Él: En aquella ciudad todas las personas llevaban un aparato de pensar bajo la sien derecha. Era un minúsculo chip que les insertaban a los bebés nada más nacer, con una cánula. Sebastian Luna no había sido una excepción, en su quinto minuto de vida recibió un chorro de colores y signos, de señales y sonidos clasificados por frecuencias y tonalidades, de olores que nunca se olvidan, de tactos de caricias que aún no había sentido, de mil sabores como mil alfileres clavadas en sus papilas, de mil recuedos de cosas que nunca recordaría haber vivido y un acontecer. Sebastian, como todo el mundo, crecío ensimismado y perdido entre tanta información que le cubría hasta las orejas de la noche a la mañana. Todo el mundo se lo sabía todo, todo el mundo se paraba en la misma esquina a olisquear el mismo pasado, todo el mundo soñaba en fila india y pedía turno para despertar en el mismo momento. Un día, cuando ya sus recuerdos se amontonaban junto a los que nunca habían sido suyos, Sebastían decidió pasear por el barrio de las calles empinadas. Nunca se había atrevido a tanto. Hacía un sol de plomo y su chip le pitaba en los oídos que no debía seguir por allí, pero habían demasiados segundos iguales, demasiados pasados paralelos, demasiados porqués enlatados. La fatiga ya no le dejaba respirar cuando desde una esquina una muchacha le gritó antes de soltar una marejada de risas: “Eh, tú, el de los ojitos verdes: ¡esa polla que no pase hambre!” Sebastian oyó el cántico de la sirena como si nunca hubiera almacenado dentro de sí todos los cánticos muertos. No fue capaz de dar un paso más. La muchacha le miraba con miel y las volutas de risa se desparramaban calle abajo hasta inundar de mañanas los instantes caducados desde aquella cuna. Sebastían tartamudeo un te quiero que no sabía querer aún, se reptó hasta la misma esquina de aquella risa minifaldera y plantó un par de dedos en el mapa de las nubes de aquella criatura. El pitido del chip se volvió insoportable para cualquiera que no fuera el que besaba a Violeta. No sabemos cómo fue ni cómo pasó. Dicen que Violeta dibujaba alas cuando miraba, dicen que los cielos se fundían en lluvia cuando ella lloraba, dicen que sus palabras se convertían en pelusas nada más las pronunciaba, pero lo único cierto es que Sebastían comenzó a llorar como bebé y palmada.

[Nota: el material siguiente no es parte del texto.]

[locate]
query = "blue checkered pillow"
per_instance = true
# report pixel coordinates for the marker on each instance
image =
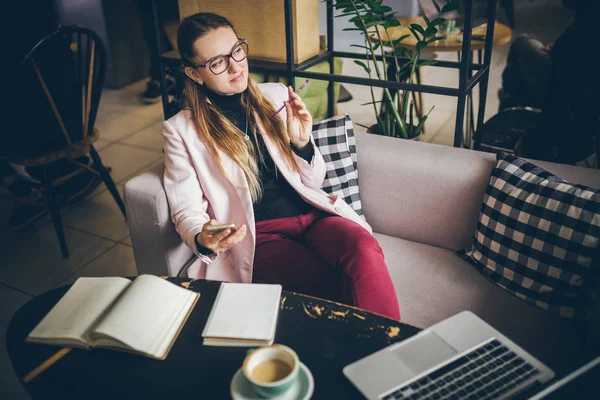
(335, 139)
(538, 237)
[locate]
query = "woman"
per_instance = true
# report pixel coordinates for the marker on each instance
(227, 159)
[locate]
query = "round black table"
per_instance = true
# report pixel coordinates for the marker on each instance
(326, 335)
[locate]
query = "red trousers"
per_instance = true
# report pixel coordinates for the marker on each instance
(325, 256)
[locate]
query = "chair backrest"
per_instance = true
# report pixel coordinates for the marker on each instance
(61, 79)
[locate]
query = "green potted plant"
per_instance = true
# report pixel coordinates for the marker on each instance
(395, 115)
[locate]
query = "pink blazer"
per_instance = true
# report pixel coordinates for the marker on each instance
(197, 191)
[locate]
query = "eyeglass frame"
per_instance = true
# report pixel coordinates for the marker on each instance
(226, 56)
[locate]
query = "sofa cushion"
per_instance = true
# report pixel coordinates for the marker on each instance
(335, 139)
(433, 284)
(538, 236)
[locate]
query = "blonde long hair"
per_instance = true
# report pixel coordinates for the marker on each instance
(218, 131)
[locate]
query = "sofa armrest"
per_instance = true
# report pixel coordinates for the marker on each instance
(422, 192)
(157, 247)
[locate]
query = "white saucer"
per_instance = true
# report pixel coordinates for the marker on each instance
(302, 389)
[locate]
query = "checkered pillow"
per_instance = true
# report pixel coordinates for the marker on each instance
(335, 139)
(538, 237)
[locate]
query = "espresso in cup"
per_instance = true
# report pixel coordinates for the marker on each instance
(271, 370)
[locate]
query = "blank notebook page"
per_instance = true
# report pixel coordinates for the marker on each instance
(244, 311)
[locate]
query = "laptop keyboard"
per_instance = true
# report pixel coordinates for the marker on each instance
(488, 372)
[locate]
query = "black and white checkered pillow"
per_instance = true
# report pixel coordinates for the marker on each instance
(538, 237)
(335, 139)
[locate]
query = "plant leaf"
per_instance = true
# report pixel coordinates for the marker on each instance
(372, 102)
(450, 6)
(414, 33)
(437, 21)
(344, 15)
(435, 39)
(360, 46)
(362, 64)
(401, 38)
(427, 63)
(391, 23)
(418, 28)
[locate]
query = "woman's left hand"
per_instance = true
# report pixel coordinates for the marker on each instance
(299, 120)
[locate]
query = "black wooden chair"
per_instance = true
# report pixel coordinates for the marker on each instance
(61, 82)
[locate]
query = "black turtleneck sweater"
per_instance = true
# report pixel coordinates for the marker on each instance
(279, 199)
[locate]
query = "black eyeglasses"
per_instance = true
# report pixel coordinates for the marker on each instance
(220, 64)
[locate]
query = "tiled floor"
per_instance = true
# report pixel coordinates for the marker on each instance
(97, 235)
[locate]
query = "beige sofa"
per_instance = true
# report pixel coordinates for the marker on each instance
(423, 202)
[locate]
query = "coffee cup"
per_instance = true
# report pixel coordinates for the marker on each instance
(271, 370)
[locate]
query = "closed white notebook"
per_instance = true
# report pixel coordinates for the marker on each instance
(243, 314)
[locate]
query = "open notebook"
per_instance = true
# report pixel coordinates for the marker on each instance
(143, 316)
(243, 314)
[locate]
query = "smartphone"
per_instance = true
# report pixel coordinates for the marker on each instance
(219, 228)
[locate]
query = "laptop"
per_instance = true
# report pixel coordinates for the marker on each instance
(459, 357)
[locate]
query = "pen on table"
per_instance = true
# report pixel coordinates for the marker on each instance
(46, 364)
(297, 91)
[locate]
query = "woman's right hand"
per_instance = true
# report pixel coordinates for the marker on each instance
(218, 242)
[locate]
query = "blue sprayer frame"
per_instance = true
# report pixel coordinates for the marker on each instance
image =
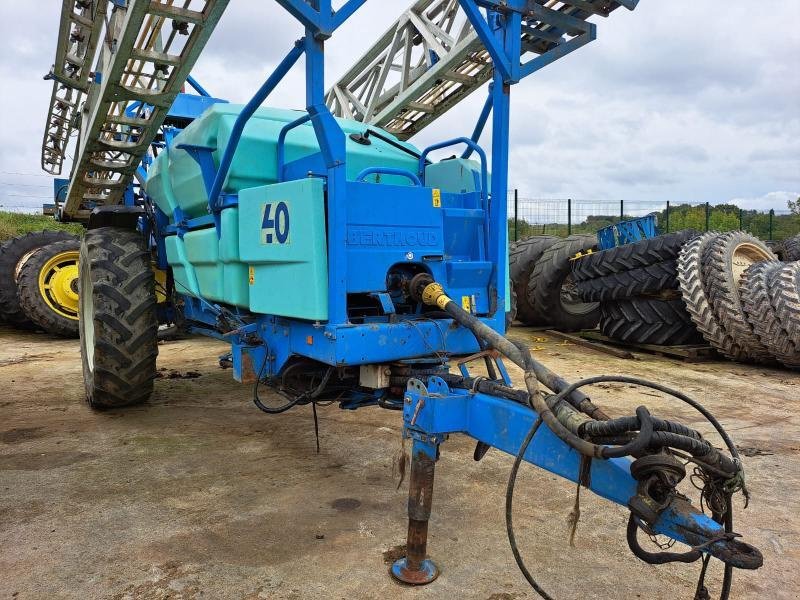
(431, 410)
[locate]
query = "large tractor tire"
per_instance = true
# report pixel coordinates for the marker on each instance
(13, 254)
(522, 259)
(724, 262)
(758, 284)
(649, 321)
(658, 278)
(639, 254)
(118, 323)
(690, 277)
(47, 288)
(785, 296)
(551, 290)
(511, 315)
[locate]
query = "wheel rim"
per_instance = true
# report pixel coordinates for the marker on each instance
(58, 284)
(570, 299)
(744, 256)
(86, 321)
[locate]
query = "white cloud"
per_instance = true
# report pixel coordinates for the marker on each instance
(777, 200)
(665, 105)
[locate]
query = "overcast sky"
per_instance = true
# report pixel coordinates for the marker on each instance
(680, 100)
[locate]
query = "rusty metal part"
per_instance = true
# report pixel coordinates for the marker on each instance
(415, 568)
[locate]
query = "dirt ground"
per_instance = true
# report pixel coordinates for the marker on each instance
(199, 495)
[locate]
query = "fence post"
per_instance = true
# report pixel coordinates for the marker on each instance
(771, 218)
(569, 216)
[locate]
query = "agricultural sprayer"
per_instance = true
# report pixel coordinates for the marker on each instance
(339, 261)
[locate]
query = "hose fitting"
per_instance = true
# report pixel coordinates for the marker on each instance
(433, 295)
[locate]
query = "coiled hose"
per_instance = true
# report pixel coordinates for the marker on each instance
(651, 432)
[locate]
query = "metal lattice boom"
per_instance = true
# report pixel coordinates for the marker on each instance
(78, 34)
(155, 45)
(431, 59)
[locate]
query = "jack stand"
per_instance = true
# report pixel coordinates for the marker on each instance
(415, 569)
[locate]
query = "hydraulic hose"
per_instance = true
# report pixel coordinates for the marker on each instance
(650, 433)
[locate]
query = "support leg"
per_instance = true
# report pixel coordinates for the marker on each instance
(415, 569)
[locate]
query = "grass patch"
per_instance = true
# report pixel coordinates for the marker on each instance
(14, 224)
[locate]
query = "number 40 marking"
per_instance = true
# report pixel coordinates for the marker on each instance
(275, 226)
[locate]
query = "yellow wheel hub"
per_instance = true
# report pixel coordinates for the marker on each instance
(58, 284)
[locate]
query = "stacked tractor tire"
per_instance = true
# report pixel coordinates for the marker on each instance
(744, 301)
(39, 282)
(542, 284)
(637, 288)
(728, 290)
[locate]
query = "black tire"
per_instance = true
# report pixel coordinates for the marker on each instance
(790, 249)
(758, 284)
(48, 312)
(511, 315)
(785, 297)
(118, 322)
(651, 279)
(522, 257)
(632, 256)
(690, 278)
(649, 321)
(551, 290)
(13, 254)
(724, 261)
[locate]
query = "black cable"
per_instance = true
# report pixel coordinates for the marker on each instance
(257, 401)
(512, 540)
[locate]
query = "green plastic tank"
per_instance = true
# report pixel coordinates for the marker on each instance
(174, 180)
(236, 264)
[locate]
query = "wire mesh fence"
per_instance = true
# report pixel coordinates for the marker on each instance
(562, 217)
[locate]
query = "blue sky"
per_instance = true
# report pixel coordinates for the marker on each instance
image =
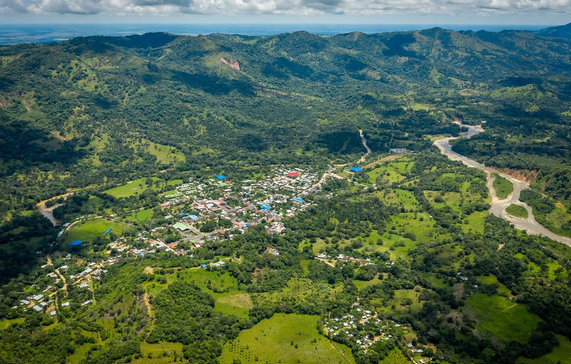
(521, 12)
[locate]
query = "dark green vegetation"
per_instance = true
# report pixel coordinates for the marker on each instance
(91, 114)
(502, 186)
(517, 210)
(453, 292)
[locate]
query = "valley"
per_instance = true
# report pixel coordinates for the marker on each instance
(291, 198)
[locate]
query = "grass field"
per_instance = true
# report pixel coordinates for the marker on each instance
(517, 210)
(491, 280)
(501, 317)
(560, 354)
(141, 215)
(395, 357)
(476, 222)
(90, 230)
(238, 304)
(161, 353)
(131, 188)
(502, 186)
(285, 339)
(5, 323)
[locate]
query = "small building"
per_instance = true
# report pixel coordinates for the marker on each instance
(398, 150)
(181, 226)
(75, 243)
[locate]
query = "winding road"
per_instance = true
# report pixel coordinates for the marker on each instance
(366, 147)
(498, 206)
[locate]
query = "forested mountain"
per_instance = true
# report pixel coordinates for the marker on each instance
(96, 109)
(177, 164)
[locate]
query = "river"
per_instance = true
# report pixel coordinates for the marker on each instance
(498, 206)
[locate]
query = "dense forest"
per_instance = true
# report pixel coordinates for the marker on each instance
(132, 136)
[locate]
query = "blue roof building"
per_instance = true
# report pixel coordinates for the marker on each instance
(75, 243)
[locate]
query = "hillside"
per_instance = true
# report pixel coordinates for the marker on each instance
(227, 198)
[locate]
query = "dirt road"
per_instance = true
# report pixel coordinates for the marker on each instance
(498, 206)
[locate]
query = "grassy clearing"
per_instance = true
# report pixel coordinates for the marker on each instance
(502, 186)
(5, 323)
(555, 270)
(399, 197)
(364, 284)
(476, 222)
(285, 339)
(162, 353)
(165, 154)
(502, 318)
(238, 304)
(395, 357)
(131, 188)
(560, 354)
(142, 216)
(517, 210)
(91, 229)
(492, 280)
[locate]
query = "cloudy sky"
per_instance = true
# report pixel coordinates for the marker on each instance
(297, 11)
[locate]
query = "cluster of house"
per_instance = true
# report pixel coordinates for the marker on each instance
(37, 302)
(363, 328)
(244, 203)
(344, 258)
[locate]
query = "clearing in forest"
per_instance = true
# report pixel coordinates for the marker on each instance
(285, 339)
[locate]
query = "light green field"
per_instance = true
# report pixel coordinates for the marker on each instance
(502, 186)
(491, 280)
(238, 304)
(91, 229)
(364, 284)
(560, 354)
(131, 188)
(166, 154)
(555, 270)
(432, 279)
(162, 353)
(476, 222)
(388, 173)
(517, 210)
(399, 197)
(274, 340)
(5, 323)
(502, 318)
(142, 215)
(395, 356)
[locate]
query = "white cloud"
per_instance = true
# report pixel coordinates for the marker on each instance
(284, 7)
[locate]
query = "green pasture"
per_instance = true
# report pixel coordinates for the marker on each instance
(89, 230)
(501, 317)
(502, 186)
(517, 210)
(560, 355)
(285, 339)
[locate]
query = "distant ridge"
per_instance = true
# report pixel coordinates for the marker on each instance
(563, 31)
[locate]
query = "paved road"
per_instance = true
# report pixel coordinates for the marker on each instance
(498, 206)
(364, 141)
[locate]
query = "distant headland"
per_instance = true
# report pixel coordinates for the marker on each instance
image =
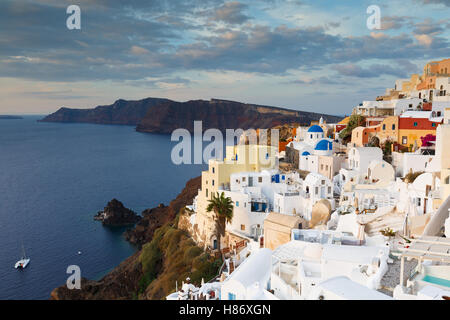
(5, 117)
(156, 115)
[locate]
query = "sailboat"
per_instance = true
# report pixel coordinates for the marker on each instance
(22, 263)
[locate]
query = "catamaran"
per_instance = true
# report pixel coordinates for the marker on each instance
(22, 263)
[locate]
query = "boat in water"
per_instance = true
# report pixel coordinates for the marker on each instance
(22, 263)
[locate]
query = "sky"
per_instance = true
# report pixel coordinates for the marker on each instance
(306, 55)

Ella: Los campos de lavanda se agitan coreográficamente. Piel de erizo y aire que devuelve aroma purpúreo. Tanto oxígeno en los pulmones que una grieta, y otra grieta, y otra, hasta que el cuerpo roto bajo el sol se deja puesto, nadamás, el momento de cien años en que la puerta de la cabaña se abre y el olor del pan, la mantequilla, el café, sus ojos y la sonrisa a punto de abrir las piernas, redimensionan las cuatro letras de la palabra vida.